Thanks for your thoughts, Mike -- very appreciated.
I can hopefully answer some of your questions.
1. We do not know ambient temps ... This has a huge effect on any thermals if the delta between the cooling air and the heat sources reaches the 'point-of-no-return'. if the delta is too small you will never be able to cool it down again properly other than stopping any workload or shutting it off.
Ambient temps: the room air is kept at 68F (20C). The air inside the case has a "case temp" that is also referenced in some of the IPMI logs as well, and it sometimes approaches 37C, but does not seem to go above this. We don't know where the actual point of measurement is on the motherboard/case for this, though, just what the logs say, unfortunately.
2. The case with this load of periphery inside is 'useless' in terms of providing airflow ... Simple said it's just too small to allow any flow
I'm not sure the case is the only factor here, as I have a Knights Landing and dual Xeon platinum 8180 from HP with identical or smaller cases. It's just that the HP case has a bunch of strange cooling inside, and the Knights Landing is watercooled. Neither of those systems overheat on the same workloads. A friend of mine also built into an ATX mid case with a couple of older Xeons and it (apparently) doesn't overheat.
3. Did you consider the installed periphery giving up heat into the case? I mean there are tons of added NVME's, HBA, graphic card etc ... All producing lots of thermal energy
No, I didn't -- and this is a good point. There is a lot of...stuff in here. Unlike the HP, which has a bunch of modular compartments with dedicated fans whooshing across each separately, everything is sort of mixed together in here like in a desktop PC. During my workloads, though, the GPU is never running load while the CPUs are, and the I/O is usually staggered around the computation, so it's not terribly likely the components would all be under load at once. Of course RAM is an exception, as the CPUs and RAM are often under very high load together.
7. Not to mention the direction of the airflow. Front to back & top is in my opinion the wrong way. The front fans are cooling the HDD's. Nothing else. The air around the HDD cages becomes already heated up. The first CPU fan takes the air directly from the heated HDD. The second CPU cooler sucks air from the super-hot controller between both CPUs.

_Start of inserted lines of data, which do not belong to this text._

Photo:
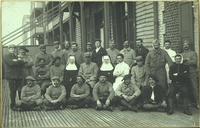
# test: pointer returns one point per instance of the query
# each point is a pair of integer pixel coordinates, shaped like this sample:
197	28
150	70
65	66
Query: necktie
152	94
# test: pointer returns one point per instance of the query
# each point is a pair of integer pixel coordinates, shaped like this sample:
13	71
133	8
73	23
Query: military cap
56	42
97	40
11	46
139	58
24	48
127	76
30	78
153	77
89	43
87	55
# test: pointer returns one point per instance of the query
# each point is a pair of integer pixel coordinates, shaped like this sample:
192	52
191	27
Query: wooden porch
92	118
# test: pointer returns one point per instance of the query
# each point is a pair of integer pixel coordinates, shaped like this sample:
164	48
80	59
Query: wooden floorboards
92	118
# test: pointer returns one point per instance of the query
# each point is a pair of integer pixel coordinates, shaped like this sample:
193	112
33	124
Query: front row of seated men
128	95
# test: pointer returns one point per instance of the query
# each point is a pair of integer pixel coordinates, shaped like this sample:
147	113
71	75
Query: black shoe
170	112
15	108
187	112
109	108
123	109
133	109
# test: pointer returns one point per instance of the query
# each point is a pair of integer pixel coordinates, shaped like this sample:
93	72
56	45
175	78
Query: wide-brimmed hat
24	48
30	78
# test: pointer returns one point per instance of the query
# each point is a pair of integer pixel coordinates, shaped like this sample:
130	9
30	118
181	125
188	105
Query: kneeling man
30	95
153	95
80	94
127	94
55	95
103	93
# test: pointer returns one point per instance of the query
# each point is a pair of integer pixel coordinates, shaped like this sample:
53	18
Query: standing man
79	55
88	48
58	52
98	53
155	64
190	59
67	49
112	52
129	54
141	50
13	69
171	53
44	55
179	73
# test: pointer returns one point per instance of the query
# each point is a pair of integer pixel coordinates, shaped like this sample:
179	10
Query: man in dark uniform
179	74
98	53
13	69
141	50
153	95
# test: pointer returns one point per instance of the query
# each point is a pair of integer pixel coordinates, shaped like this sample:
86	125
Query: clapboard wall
145	22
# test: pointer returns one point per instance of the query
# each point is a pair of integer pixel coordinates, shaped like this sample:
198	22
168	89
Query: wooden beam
61	23
83	39
107	23
155	10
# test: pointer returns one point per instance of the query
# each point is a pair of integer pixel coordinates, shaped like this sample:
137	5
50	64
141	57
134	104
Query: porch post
107	23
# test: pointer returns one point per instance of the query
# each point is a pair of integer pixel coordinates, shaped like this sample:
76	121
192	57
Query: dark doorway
186	23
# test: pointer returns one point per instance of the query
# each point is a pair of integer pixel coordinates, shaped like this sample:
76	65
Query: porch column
61	23
71	21
107	23
83	40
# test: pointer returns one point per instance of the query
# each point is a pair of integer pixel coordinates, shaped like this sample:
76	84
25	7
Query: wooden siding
145	22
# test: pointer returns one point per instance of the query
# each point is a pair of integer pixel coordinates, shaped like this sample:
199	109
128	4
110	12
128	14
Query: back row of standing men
117	64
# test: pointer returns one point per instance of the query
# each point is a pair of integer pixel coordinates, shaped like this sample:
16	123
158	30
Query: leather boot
186	109
170	110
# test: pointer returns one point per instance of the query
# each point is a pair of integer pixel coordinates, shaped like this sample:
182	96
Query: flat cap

This is interesting. Putting my hand in the case shows that the air coming past the hard drives is relatively cool still (of course, this is unscientific). But I do know the hard drives turn off when not in use (and I don't pull data from the RAID HDDs while doing computation, so they are confirmed to be powered down in an idle state while the CPUs are doing their work (which caches in RAM and occasionally checkpoints onto the NVME PCIe card). Changing the airflow direction has noticeably improved temperatures (a workload that failed in 60 seconds now runs to completion, albeit with some throttling at the 10 minute point as the RAM VRM cools off).
The lower the delta in temps between periphery and air temp in the case, the worse it gets ... You will never escape this circle if:
1. You don't use a bigger case allowing flowing air
The flux of air out of the exhaust fans is now quite high, where it was low before. A piece of paper dropped at case height is blown ~ 4 meters now. The same piece of paper was not blown 0.5 meters previously. I don't think case size alone is the greatest factor considering my functioning HP Z8 and Colfax Knights Landing rigs. But I'm sure you're right that it plays a role. This case is huge, though.
2. If you do not cool down your ambient temp
This is interesting -- how to do this? Ambient as in "within-case" or "outside of case"? Room temp A/C ensures 68F/20C consistently. A thermometer placed in front of the intake fans reports 68F during load.
3. If you place periphery in the direction of airflow and therefore slow down airflow
This makes sense. I do have this problem. I don't know how to fix it. I do know air is rushing past, but there are indeed a bunch of HDDs (and even the front of the case, which redirects inflow from the sides of the front panel!). There are also a bunch of RAM fans in the way, and a bunch of other pieces throughout the case.
4. If you use way too much fans interfering with each other in a counter-productive way
This is a good point, but not sure how to ensure air flow without more fans.
etc etc
This can go further and further. Start from new and totally rethink the environment.
Actually would really appreciate elaborating on the "etc etc" because all of this is helpful. I did not build this computer and have no idea what to rethink. Can you provide some pointers for a rebuild? (I might not be able to do it myself but it would help the company I bought it from to rebuild it, as this is now the
third reincarnation of the computer).